Segue-se o chefe da Marinha Real, General Sir Gwyn Jenkins, implorando ao Tesouro que iguale os gastos em dinheiro dos inimigos do Reino Unido.
Os trabalhistas adiaram o cumprimento da meta de defesa de 2,5% do PIB para o final de 2027.
Os ministros comprometeram-se a gastar 3 por cento no próximo Parlamento.
Um porta-voz do MoD, comentando o estudo, disse: “Este governo está a conseguir o maior aumento sustentado nas despesas com a defesa desde o fim da Guerra Fria, aumentando 5 mil milhões de libras no ano passado e atingindo 2,6% do PIB em 2027, um nível não visto desde 2010.
“A Revisão de Despesas estabeleceu um aumento histórico em termos reais no orçamento do MOD que verá mais de 270 mil milhões de libras investidos na defesa em todo este parlamento, o que significa que não haverá regresso às forças armadas esvaziadas e subfinanciadas do passado.
“Através da Revisão Estratégica da Defesa estamos a aprender as lições da guerra na Ucrânia, e é por isso que estamos a aumentar o investimento em sistemas de drones e contra-drones.
“O Governo também está a reforçar a prontidão e a resiliência do Reino Unido, assinando mais de 1.000 contratos importantes, aumentando os nossos gastos com empresas britânicas e construindo seis fábricas de munições de última geração, ajudando-nos a criar um sistema de munições 'sempre ligado', reabastecendo os nossos stocks.”
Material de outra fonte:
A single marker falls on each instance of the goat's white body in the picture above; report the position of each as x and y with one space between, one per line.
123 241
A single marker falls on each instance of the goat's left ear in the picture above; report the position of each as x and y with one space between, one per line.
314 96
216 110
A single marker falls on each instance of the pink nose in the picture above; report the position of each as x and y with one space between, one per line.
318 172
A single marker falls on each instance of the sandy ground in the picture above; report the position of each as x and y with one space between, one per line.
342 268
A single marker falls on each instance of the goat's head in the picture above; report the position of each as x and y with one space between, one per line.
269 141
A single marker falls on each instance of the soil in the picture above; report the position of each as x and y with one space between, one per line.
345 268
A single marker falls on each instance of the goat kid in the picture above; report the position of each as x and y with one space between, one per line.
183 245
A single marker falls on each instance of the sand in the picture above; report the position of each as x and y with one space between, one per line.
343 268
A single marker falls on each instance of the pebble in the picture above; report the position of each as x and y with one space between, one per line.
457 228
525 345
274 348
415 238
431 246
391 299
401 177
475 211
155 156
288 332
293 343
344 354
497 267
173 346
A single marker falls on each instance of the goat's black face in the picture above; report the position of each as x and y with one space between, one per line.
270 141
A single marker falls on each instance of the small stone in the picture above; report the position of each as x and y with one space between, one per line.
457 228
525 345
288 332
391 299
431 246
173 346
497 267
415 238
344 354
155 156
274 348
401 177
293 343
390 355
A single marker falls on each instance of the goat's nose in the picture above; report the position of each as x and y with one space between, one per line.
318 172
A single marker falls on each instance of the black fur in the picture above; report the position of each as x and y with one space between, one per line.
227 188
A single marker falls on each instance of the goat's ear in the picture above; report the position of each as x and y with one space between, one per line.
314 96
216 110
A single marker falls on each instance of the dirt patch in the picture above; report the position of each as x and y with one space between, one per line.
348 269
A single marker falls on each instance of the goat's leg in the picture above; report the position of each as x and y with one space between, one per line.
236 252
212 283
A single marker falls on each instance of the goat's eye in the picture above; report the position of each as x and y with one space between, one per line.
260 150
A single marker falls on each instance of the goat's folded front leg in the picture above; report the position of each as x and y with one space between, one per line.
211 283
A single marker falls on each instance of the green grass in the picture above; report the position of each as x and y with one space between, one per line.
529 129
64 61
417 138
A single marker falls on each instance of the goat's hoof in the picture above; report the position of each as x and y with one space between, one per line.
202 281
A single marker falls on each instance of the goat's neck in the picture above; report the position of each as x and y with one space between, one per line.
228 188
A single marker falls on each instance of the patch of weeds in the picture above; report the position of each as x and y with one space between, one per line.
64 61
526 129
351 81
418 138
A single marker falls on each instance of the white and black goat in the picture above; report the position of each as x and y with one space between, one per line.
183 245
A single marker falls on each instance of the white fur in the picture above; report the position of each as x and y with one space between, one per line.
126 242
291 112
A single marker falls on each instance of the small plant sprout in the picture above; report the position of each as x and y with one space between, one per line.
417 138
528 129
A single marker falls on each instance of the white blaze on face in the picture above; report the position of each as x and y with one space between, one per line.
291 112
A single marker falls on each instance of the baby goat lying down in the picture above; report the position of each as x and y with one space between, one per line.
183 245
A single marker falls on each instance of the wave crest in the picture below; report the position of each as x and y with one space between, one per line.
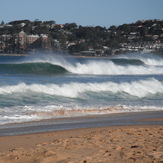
140 89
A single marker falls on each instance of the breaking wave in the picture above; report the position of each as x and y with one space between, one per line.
118 65
140 89
32 68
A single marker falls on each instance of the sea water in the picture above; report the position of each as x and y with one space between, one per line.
45 86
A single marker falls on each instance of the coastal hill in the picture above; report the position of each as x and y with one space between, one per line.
24 36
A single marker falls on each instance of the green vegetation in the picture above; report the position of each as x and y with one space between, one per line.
24 36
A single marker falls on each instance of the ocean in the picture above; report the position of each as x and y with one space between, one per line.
46 86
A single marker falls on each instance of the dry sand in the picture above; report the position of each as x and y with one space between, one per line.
142 144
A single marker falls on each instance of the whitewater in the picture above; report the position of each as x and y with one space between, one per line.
45 86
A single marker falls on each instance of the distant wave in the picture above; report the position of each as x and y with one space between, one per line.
140 89
133 64
32 68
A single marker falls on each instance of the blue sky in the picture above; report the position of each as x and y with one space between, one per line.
83 12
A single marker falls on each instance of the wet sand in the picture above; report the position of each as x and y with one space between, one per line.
126 143
143 144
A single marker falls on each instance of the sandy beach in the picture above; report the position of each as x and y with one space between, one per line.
142 143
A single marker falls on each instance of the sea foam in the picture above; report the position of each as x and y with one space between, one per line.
141 88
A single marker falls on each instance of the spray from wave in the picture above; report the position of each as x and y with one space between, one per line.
141 88
133 64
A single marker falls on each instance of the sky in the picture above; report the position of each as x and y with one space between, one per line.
82 12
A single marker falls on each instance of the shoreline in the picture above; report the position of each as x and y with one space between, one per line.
106 120
121 144
121 137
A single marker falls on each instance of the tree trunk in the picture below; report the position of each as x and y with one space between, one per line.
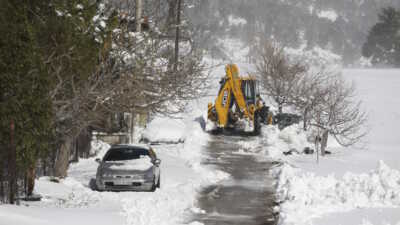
62 160
132 128
305 119
324 142
12 166
138 16
177 33
171 20
30 178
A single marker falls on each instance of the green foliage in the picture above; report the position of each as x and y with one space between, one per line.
24 83
49 49
383 42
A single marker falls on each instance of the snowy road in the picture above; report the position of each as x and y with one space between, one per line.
247 197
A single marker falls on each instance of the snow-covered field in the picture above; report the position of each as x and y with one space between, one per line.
359 185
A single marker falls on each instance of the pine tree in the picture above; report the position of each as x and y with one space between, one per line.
383 42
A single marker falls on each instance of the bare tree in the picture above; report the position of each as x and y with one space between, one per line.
279 76
339 114
308 93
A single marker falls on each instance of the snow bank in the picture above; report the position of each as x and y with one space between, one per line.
276 141
165 130
328 14
305 195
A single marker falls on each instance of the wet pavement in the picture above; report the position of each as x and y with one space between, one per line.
246 198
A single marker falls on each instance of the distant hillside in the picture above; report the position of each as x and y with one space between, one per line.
340 26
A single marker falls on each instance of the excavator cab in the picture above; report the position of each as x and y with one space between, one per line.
250 90
237 103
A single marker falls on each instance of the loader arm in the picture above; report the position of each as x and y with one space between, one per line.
223 103
232 73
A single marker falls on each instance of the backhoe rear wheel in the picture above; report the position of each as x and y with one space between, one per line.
257 124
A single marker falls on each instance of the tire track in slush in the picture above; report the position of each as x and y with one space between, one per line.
247 198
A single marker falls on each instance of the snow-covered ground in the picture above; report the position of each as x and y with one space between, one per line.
359 185
72 201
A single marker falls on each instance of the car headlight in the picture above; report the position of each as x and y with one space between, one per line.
149 174
106 175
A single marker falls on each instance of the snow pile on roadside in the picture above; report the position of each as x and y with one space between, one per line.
305 195
180 181
165 130
276 141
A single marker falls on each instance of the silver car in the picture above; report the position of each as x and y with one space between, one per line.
128 168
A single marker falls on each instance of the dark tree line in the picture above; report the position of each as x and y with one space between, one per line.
292 22
383 41
68 67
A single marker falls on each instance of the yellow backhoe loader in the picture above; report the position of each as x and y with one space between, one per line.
238 105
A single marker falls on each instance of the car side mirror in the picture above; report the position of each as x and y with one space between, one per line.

“Atores hostis agora terceirizam tarefas de baixo custo para pessoas descartáveis (ou
'agentes por um dia') contratados online”, acrescenta.
Após a expulsão generalizada de diplomatas russos em toda a OTAN em 2022, o recrutamento raramente é feito pessoalmente.
Todo o processo, incluindo a coordenação, foi feito online, aproveitando plataformas criptografadas como Telegram e Viber, e até mesmo aplicativos de mídia social convencionais como Instagram e Twitch.
O relatório acrescenta: “Ao adoptar uma rede distribuída de agentes descartáveis, a Rússia criou um ecossistema de sabotagem lucrativo, negável e difícil de mapear”.